I first read The Adventures of Huckleberry Finn when I was in Junior High School (aka, Middle School). I was in 8th Grade and the whole English class was assigned Tom Sawyer which I read quickly and enjoyed. Our School Library had a copy of The Adventures of Huckleberry Finn so I quickly read that, too. The story of Huck, an orphan, and Jim, a runaway slave, traveling on a raft on the Mississippi River made for some thrilling reading.
Fast forward 60 years and now there’s James by Percival Everett. James tells the story of Jim (aka, James) during that trip on the Mississippi River from a slave’s point of view. Several times in The Adventures of Huckleberry Finn Huck and Jim get separated. James fills in those gaps. And James’ “adventures” are way more harrowing than Huck’s. He’s hunted as a runaway slave with a $300 reward for his capture.

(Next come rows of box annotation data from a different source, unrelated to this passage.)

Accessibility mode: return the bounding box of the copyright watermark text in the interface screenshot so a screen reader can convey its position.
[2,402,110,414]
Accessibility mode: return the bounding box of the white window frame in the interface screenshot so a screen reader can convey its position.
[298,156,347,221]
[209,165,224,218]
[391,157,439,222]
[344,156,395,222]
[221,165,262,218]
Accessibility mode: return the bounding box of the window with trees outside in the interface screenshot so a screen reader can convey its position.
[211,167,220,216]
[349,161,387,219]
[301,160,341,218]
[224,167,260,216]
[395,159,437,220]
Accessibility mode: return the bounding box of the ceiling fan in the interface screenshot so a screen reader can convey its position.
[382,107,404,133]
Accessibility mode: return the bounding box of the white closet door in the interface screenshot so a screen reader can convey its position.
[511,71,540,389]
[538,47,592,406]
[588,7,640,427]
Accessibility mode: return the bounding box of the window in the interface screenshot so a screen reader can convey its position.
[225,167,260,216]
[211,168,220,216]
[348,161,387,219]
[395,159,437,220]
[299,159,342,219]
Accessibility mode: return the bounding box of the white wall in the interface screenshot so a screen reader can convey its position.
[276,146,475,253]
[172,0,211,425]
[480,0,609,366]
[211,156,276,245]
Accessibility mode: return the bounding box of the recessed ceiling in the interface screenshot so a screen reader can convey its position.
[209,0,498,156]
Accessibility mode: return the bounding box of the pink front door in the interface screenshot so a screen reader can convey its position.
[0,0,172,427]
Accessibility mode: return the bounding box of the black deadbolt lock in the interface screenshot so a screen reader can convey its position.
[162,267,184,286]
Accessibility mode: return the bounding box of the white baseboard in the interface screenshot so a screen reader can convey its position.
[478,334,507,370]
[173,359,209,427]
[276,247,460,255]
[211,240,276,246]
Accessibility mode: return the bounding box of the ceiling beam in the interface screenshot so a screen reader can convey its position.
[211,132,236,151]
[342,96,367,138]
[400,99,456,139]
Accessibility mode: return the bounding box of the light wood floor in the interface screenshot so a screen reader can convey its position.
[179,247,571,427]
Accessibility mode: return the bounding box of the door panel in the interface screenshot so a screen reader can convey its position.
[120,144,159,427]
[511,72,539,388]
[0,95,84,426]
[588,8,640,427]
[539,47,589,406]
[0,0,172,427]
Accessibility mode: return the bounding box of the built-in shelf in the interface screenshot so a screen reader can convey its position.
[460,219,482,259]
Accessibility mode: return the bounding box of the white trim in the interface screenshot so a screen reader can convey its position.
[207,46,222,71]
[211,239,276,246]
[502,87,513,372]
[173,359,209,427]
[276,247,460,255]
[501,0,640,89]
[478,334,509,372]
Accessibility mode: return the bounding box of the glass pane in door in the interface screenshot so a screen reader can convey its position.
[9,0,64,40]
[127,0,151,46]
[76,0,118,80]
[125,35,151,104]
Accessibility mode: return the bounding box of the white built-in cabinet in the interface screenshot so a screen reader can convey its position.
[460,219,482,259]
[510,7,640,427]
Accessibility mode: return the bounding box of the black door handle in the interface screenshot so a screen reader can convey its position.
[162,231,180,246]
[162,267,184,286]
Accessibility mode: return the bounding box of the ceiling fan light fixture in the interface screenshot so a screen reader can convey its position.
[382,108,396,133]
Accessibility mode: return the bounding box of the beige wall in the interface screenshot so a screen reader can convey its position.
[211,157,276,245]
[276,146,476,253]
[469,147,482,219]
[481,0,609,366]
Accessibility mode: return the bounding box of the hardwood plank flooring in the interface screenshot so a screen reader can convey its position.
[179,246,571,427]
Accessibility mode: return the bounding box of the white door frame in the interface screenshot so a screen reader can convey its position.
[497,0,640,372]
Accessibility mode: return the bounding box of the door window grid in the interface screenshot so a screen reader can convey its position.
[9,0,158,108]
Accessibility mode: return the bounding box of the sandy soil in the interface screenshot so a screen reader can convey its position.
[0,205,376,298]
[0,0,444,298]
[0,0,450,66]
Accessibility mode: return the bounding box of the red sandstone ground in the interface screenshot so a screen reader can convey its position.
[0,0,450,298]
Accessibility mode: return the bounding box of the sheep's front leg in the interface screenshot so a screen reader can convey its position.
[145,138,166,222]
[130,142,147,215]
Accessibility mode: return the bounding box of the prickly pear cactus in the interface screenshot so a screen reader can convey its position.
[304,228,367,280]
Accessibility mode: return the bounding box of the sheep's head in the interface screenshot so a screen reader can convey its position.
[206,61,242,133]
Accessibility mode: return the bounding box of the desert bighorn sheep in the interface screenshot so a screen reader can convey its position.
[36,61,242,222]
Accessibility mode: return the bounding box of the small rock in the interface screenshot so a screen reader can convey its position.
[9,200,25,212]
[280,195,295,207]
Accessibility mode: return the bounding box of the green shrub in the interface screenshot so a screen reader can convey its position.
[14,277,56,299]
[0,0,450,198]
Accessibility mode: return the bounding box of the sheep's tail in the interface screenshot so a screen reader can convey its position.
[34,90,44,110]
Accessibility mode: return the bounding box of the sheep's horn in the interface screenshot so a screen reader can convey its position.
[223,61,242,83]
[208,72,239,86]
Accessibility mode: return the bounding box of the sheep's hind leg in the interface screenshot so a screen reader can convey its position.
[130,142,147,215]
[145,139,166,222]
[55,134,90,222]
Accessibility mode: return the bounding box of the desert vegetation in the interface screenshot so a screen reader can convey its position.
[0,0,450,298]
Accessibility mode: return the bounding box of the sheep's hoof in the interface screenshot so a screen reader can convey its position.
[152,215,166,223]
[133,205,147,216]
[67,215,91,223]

James’ goal is to return to Hannibal and reunite with his wife and daughter…and then head North for freedom. But Everett puts plenty of obstacles and dangers in James’ way.
If you’re a fan of Huck Finn, you’ll be fascinated by the stories James tells. GRADE: A (for both novels)
Very Unforgotten books! I remember reading FINN in the summer after 6th grade, as we moved from Conn to NH, having just read SAWYER in the last weeks of elementary school (not assigned, just typical of my reading of particularly 25c Lancer “Magnum Easy-Eye Editions” from the tables at W. T. Grant’s…my FINN was the Not Terribly More Expensive Signet Classic edition with an interesting intro and the Hemingway quotation in shorter form on the back cover. Then moving on to the rather good if lightweight TOM SAWYER ABROAD and the considerably less good TS, DETECTIVE (which is a slightly grimmer if lower-stakes version of the rushed final chapters of FINN), a novella and a short novelet in another Magnum volume. And I had heard Brandow DeWilde’s reading of the some of the grimmer middle chapters of FINN on a Caedmon album borrowed from Enfield, CT’s library, and dubbed onto an open-reel tape, on my parents’ aging machine, that I might still have in a box somewhere.
https://www.youtube.com/watch?v=0t3NKJBQ4p0 to hear that.
Look forward to giving JAMES a spin.
Bad typing strikes again (Chromebooks, however, have terrible keyboards)–Brandon DeWilde. Brandow is the lost Brando brother.
Todd, I use a Microsoft Ergonomic Keyboard. When I have to use a standard keyboard, my typos escalate!
Todd, HUCK FINN is one of the banned books schools all over the country are keeping from students. Yes, the reason is Twain’s frequent use of the N-word, but suppressing a great book is unconscionable.
Not endorsement so much, sadly, as honest reportage, that.
I was always struck by the fact that HUCKLEBERRY FINN was written sometime between 1876 and 1885–12 to 20 years after the end of the Civil War.
Now this is strictly a personal opinion and not to be taken seriously, but I conclude from this that either Twain was living in the past, or the book is about something other than Slavery.
Dan, Mark Twain’s books always have multiple levels. That’s why every time I reread a Twain book, new insights always pop up!
Twain/Clemens was commenting on the past and the present, the monstrosity of slavery and much of what had followed even after legal slavery was abolished. And the most serious part of the novel was about the continuing human condition in that and other ways.
Todd, Twain captured the sense of desperation of both Huck and Jim fleeing from Life in the South.
Not that life in the North was at that time enough better, even in states where chattel slavery had been outlawed. And not every monstrosity dealt with in FINN is tied directly to slavery, by any means.
I reread this when I first started reading books with ereaders. It was the first one and showed me I could do it. I found I had remembered it pretty well from the first time I read it.
Jeff, I reread HUCK FINN when I was working on my dissertation. Diane read HUCK FINN before she read JAMES.
JAMES is brilliant. So too Huck Finn.
Patti, the surprise in JAMES blew my mind!